Die Verschränkung von mehreren Quantenobjekten kann einer neuen Studie zufolge erstaunlich vielfältige Formen annehmen. Innsbrucker Physiker haben an vier miteinander verschränkten Ionen die Dynamik dieses Phänomens bis ins Detail untersucht. Die jetzt in der Fachzeitschrift „Nature Physics“ veröffentlichten Ergebnisse liefern grundlegende Erkenntnisse darüber, wie die Quantenphysik vieler Teilchen zu verstehen ist.
Dies ist laut den Forschern für die weitere Entwicklung des Quantencomputers, aber auch für das Verständnis des quantenphysikalischen Verhaltens vieler Teilchen wichtig.
Quantenwelt mit faszinierenden Eigenschaften
Verschränkung gehört zu jenen faszinierenden Eigenschaften der Quantenwelt, die für das Alltagsverständnis nur schwer greifbar sind. Nach den Gesetzen der Quantenmechanik bilden zwei oder mehrere verschränkte Teilchen ein physikalisches Gesamtsystem, das nicht allein aus den Zuständen der einzelnen Teilchen erklärt werden kann. Dies hat zum Beispiel zur Folge, dass verschränkte Quantenobjekte auch über sehr große Distanzen miteinander verbunden bleiben. Schon Albert Einstein hat dies als „spukhafte Fernwirkung“ bezeichnet.
Die Quantenphysik macht sich diese Eigenschaft zunutze, um zum Beispiel Konzepte für die Quanteninformationsverarbeitung zu entwickeln. Denn gerade die Verschränkung vieler sich überlagernder Zustände wird es wahrscheinlich zukünftigen Quantencomputern erlauben, bestimmte hochkomplexe Rechenaufgaben sehr einfach und rasch zu lösen.
Auf dem Weg zum Quantencomputer
Das Team um Professor Rainer Blatt und Julio Barreiro vom Institut für Experimentalphysik der Universität Innsbruck arbeitet seit Jahren sehr erfolgreich an der Realisierung eines Quantencomputers. Physiker der Forschungsgruppe haben nun die Eigenschaften der Verschränkung in einem System aus mehreren Teilchen näher untersucht. Dazu verschränkten die Physiker in einer Vakuumkammer vier Ionen miteinander und studierten die Veränderung der Verschränkung während sie den störenden Einfluss der Umgebung verstärkten.

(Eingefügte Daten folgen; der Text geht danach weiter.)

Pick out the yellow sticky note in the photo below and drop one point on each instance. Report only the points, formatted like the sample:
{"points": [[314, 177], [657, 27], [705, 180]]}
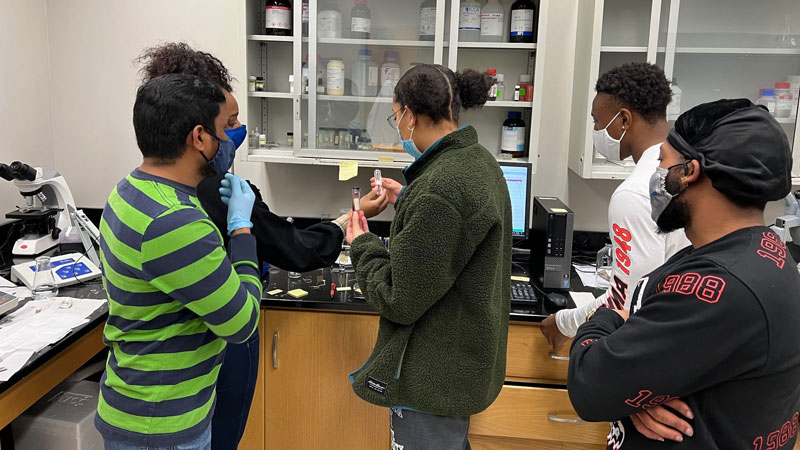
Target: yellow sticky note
{"points": [[297, 293], [347, 170]]}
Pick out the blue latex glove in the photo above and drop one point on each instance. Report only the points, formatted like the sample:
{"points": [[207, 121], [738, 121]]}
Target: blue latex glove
{"points": [[236, 193]]}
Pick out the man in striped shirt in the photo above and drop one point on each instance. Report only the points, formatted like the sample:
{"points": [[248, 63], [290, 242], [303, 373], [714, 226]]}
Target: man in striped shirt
{"points": [[175, 298]]}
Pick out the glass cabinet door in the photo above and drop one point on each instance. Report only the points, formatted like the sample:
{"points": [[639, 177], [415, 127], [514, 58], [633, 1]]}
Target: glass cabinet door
{"points": [[738, 49], [355, 54]]}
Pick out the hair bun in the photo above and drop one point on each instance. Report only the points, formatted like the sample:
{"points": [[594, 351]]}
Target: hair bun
{"points": [[473, 88]]}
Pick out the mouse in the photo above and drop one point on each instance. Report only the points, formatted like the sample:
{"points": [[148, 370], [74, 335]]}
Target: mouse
{"points": [[556, 300]]}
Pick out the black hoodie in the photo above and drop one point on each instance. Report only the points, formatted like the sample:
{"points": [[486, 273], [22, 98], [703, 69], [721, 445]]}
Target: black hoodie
{"points": [[718, 327]]}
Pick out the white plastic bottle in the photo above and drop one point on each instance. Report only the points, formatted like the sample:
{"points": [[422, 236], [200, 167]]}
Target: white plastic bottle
{"points": [[674, 107], [364, 75], [493, 19], [335, 77], [469, 24], [390, 73]]}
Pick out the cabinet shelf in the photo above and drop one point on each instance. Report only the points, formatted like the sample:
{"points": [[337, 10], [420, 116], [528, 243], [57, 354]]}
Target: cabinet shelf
{"points": [[737, 51], [497, 45], [509, 104], [374, 42], [288, 95], [268, 38]]}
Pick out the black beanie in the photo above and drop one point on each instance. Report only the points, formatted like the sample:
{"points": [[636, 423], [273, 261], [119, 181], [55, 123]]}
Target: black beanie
{"points": [[740, 147]]}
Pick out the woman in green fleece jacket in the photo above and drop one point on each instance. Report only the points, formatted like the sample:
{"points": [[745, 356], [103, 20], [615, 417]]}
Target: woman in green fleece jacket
{"points": [[442, 289]]}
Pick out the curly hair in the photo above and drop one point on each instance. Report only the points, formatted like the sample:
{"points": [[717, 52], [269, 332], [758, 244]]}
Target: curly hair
{"points": [[180, 58], [439, 93], [642, 87]]}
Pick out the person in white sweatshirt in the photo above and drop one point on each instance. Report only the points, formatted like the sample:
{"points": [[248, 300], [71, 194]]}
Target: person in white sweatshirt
{"points": [[630, 119]]}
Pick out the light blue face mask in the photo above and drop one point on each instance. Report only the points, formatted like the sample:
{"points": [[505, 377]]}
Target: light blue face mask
{"points": [[408, 144]]}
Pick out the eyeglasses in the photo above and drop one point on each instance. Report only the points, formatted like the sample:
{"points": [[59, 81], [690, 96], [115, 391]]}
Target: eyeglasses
{"points": [[392, 120]]}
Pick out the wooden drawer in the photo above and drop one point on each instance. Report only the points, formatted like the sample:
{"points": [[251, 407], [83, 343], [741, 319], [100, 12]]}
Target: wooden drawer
{"points": [[530, 357], [536, 414]]}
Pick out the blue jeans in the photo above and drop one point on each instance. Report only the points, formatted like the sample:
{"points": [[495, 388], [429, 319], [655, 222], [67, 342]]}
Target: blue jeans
{"points": [[201, 443], [235, 387]]}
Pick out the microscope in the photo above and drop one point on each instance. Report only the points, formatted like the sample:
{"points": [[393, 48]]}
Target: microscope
{"points": [[45, 217]]}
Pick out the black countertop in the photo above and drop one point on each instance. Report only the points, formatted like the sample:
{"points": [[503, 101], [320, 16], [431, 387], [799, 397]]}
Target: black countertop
{"points": [[318, 286]]}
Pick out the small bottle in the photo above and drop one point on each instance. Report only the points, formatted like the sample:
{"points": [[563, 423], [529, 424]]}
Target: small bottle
{"points": [[360, 21], [335, 77], [493, 20], [427, 20], [674, 107], [513, 136], [783, 103], [523, 16], [356, 198], [767, 99], [525, 88], [279, 18], [329, 22], [493, 89], [390, 73], [469, 23], [501, 88], [253, 138]]}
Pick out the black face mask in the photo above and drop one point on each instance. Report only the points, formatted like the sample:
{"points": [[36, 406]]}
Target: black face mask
{"points": [[676, 214]]}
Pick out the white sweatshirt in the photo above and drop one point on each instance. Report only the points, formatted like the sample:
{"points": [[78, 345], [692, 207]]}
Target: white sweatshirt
{"points": [[638, 248]]}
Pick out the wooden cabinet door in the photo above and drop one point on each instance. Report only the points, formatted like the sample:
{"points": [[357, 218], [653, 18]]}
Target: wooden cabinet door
{"points": [[309, 402]]}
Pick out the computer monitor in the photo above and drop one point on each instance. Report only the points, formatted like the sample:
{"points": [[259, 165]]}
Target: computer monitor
{"points": [[518, 180]]}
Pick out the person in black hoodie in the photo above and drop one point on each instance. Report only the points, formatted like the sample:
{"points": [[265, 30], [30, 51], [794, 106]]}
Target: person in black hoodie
{"points": [[718, 325]]}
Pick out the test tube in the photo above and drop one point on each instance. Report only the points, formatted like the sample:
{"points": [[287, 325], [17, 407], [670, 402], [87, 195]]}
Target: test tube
{"points": [[356, 198], [379, 181]]}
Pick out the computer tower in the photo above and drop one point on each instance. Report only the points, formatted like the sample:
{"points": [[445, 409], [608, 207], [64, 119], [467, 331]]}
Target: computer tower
{"points": [[551, 243]]}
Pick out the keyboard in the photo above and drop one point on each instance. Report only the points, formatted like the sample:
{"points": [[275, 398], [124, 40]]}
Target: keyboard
{"points": [[522, 292]]}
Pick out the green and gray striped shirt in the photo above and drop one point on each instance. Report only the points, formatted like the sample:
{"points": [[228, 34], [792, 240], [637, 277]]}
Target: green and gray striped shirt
{"points": [[175, 299]]}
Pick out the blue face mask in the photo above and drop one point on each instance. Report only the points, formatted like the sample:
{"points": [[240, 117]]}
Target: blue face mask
{"points": [[223, 160], [237, 135], [408, 144]]}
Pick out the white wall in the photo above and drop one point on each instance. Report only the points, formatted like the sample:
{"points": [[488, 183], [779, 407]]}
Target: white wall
{"points": [[25, 124], [92, 47]]}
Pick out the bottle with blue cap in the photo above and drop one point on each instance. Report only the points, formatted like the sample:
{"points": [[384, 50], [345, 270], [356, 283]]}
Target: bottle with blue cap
{"points": [[512, 141], [364, 75]]}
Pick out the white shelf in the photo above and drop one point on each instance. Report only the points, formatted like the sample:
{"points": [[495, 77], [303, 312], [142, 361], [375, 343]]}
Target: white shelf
{"points": [[622, 49], [509, 104], [351, 98], [737, 51], [782, 120], [374, 42], [267, 38], [271, 95], [497, 45]]}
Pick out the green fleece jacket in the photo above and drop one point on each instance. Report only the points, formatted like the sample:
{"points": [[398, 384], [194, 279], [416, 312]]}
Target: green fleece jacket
{"points": [[443, 288]]}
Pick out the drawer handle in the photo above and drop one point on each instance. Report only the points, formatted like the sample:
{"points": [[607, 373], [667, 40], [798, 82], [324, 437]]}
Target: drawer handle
{"points": [[559, 419], [275, 350]]}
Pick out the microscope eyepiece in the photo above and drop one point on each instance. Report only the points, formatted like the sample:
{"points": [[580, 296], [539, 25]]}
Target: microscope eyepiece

„Dadurch verändert sich die Art der Verschränkung zwischen den Teilchen, und wir konnten eine ganze Reihe von sehr interessanten Zuständen beobachten“, sagt Barreiro, der Erstautor der Studie. „Es zeigte sich, dass die Verschränkung von mehreren Teilchen eine sehr vielfältige Dynamik aufweisen kann.“
Wichtige neue Ergebnisse
Die Ergebnisse gehen weit über das hinaus, was bisher durch Untersuchungen an zwei verschränkten Teilchen bekannt war und bilden eine wichtige Grundlage für das Verständnis des quantenphysikalischen Verhaltens vieler Teilchen, wie sie etwa auch in einem Quantencomputer zusammenwirken. Darüber hinaus geben sie nach Angaben der Physiker Aufschluss über das Verständnis davon, wie die Quantenwelt bei zunehmender Beobachtung in unsere klassische Alltagswelt übergeht.
Im Rahmen des Experiments haben die Innsbrucker Wissenschaftler auch neue theoretische Werkzeuge für die Beschreibung von verschränkten Zuständen und neue experimentelle Techniken für die Kontrolle der Teilchen und ihrer Umgebung entwickelt.